The basic truth is, no matter how hard you work and how well you design solutions for customers, if you are weak in closing sales, you will suffer in your career. While closing sales comes naturally to some, others will benefit from learning how to effectively use proven closing techniques.
Following our research from customers and online, we have been able to come up with list that represents the techniques proven to be effective over time. Just like learning the features and benefits of your product or service took time and patience, learning these closing techniques will take time, patience, and then a whole lot of practice.
The Columbo Close
Not only was the TV character Columbo a fantastic police detective, he was also an exemplary sales coach. While few think of Columbo as a sales professional, his famous one-liner has led to more sales than almost any other line in sales history.
The classic Columbo close was the line he often used after the suspects thought Columbo was done speaking to them. He would turn and start to walk away, and just when the suspect began to breathe a sigh of relief, Columbo would turn and say, “Just one more thing.”
After you’ve wrapped up your sales pitch and you know the customer is about to walk away, use the Columbo line to hit the customer with the most enticing part of your pitch. It works whether you’re selling automobiles or timeshares.
The Assumptive Close
The assumptive close helps put sales professionals in a better state of mind because they assume that the customer is going to make a purchase. As long as the sales pro makes sure that each step of the sales process is covered and provides enough value to the customer, assuming a sale will close is a powerful and highly effective closing technique. If you learn only one close, this is the one to learn.
The key thing about the assumptive close is that you need to take frequent “temperature checks” of your customer to make sure that she is following along with your assumption-of-sale. There’s nothing to specifically say to enact this technique except to be as uber confident as possible in your product and yourself.
The Puppy Dog Close
Few can resist the cuteness of a puppy. Take a dog lover into a puppy store and he’ll go gaga. Offer to let the dog lover take a puppy home to “try it out” and nine out of 10 times the customer will buy the puppy. For sales professionals who have the option of allowing their prospects to “test drive” or “try” their product, the puppy dog close has a very high closure rate.
If you’ve ever purchased a car, the sales professional most likely employed the puppy dog close on you.

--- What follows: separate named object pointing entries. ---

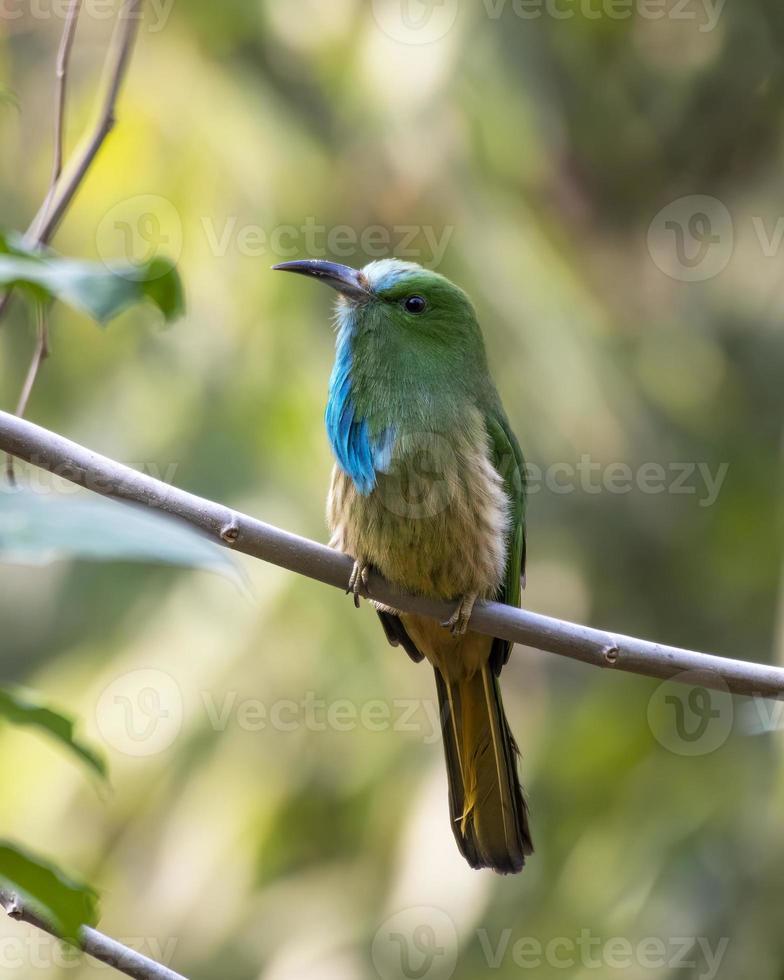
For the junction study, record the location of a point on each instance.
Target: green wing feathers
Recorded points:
(507, 458)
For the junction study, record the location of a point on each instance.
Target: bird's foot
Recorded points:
(357, 584)
(457, 623)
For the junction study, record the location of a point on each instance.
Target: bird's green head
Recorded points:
(398, 302)
(409, 356)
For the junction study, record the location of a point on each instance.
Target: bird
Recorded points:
(428, 489)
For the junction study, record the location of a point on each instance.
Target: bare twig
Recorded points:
(95, 944)
(40, 354)
(59, 197)
(61, 84)
(49, 217)
(614, 651)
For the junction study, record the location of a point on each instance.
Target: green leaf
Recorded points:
(36, 529)
(67, 904)
(22, 708)
(101, 290)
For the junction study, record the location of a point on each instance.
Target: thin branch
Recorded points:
(40, 354)
(61, 85)
(48, 218)
(95, 944)
(105, 476)
(60, 196)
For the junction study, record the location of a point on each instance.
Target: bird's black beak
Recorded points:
(350, 282)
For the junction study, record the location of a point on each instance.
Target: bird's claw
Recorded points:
(358, 582)
(457, 624)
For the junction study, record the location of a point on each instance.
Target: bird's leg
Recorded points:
(457, 623)
(357, 584)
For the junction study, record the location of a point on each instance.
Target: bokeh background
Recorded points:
(605, 179)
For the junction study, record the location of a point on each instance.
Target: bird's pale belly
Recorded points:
(436, 534)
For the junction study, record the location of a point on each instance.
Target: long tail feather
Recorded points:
(489, 814)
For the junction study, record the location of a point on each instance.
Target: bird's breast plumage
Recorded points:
(436, 522)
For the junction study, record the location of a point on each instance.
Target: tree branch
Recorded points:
(95, 944)
(105, 476)
(51, 212)
(64, 187)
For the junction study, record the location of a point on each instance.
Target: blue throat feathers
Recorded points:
(359, 454)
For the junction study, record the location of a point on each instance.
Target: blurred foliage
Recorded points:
(101, 291)
(19, 708)
(65, 903)
(252, 833)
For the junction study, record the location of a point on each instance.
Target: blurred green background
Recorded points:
(605, 179)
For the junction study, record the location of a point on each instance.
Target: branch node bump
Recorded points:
(231, 531)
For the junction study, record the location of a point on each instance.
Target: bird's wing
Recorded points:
(507, 458)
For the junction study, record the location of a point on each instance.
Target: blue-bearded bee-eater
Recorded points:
(428, 488)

Using a puppy dog close is a low-pressure and highly effective method to get a customer to sign on the bottom line. Once you’re aware of the technique, you’ll see your sales numbers steadily improve.
The Backwards Close
Most sales professionals were taught that sales cycles followed a predetermined number of steps, with step one being the “prospecting and qualifying” step. But what if you started with the final step, asking for referrals? It is the backwards closing technique that starts where most sales end.
What most backward closing technique users experience is that they feel that the customer is immediately put at ease when they realize that you are not trying to sell them something. After that, it’s smooth sailing to explain the product and its benefits and value—and then ink the deal.
The Hard Close
Hard closing demands a lot of courage and confidence and should only be used when you have nothing to lose. While people generally love to buy things, most hate being sold to. When it comes to the hard close, customers are well aware that you are selling them something.
This is face-to-face, show no fear, get-the-deal-signed type of selling. Despite its negative reputation, sometimes the hard close is the best closing technique to use. The one caveat is that you should never use it too early in the sales cycle.
The Take Away Close
Let’s face it: we hate when things are taken away from us. Whether it is something we own or something that we want to own.
Did you know that taking things away from your prospects can actually be used as a closing technique? The take away close entails reviewing certain features or benefits a customer wants and then suggesting that they forgo some of these features—perhaps to offer a cost savings. This results in a psychological impact on customers not wanting to lose anything on their wish list and moving forward purchase the product.
The Now or Never Close
This is where salespeople make an offer that includes a special benefit that prompts an immediate purchase. For example:
- “This is the last one at this price.”
- “We’ve got a 20 percent discount just for customers who sign up today.”
This technique works because when it creates a sense of urgency and can help overcome inertia when a prospect wants to buy but for some reason is afraid to pull the trigger. Of course, always establish value before offering a discount or promotion.
The Summary Close
Salespeople who use this closing technique reiterate the items the customer is hopefully purchasing—stressing the value and benefits— in an effort to get the prospect to sign.
For example, “So, we have the Centrifab washing machine with a brushless motor, the 10-year comprehensive guarantee, and our free delivery and installation service. When would be a good time to deliver?”
By summarizing previously agreed-upon points into one impressive package, you’re helping prospects visualize what they’re truly getting out of the deal.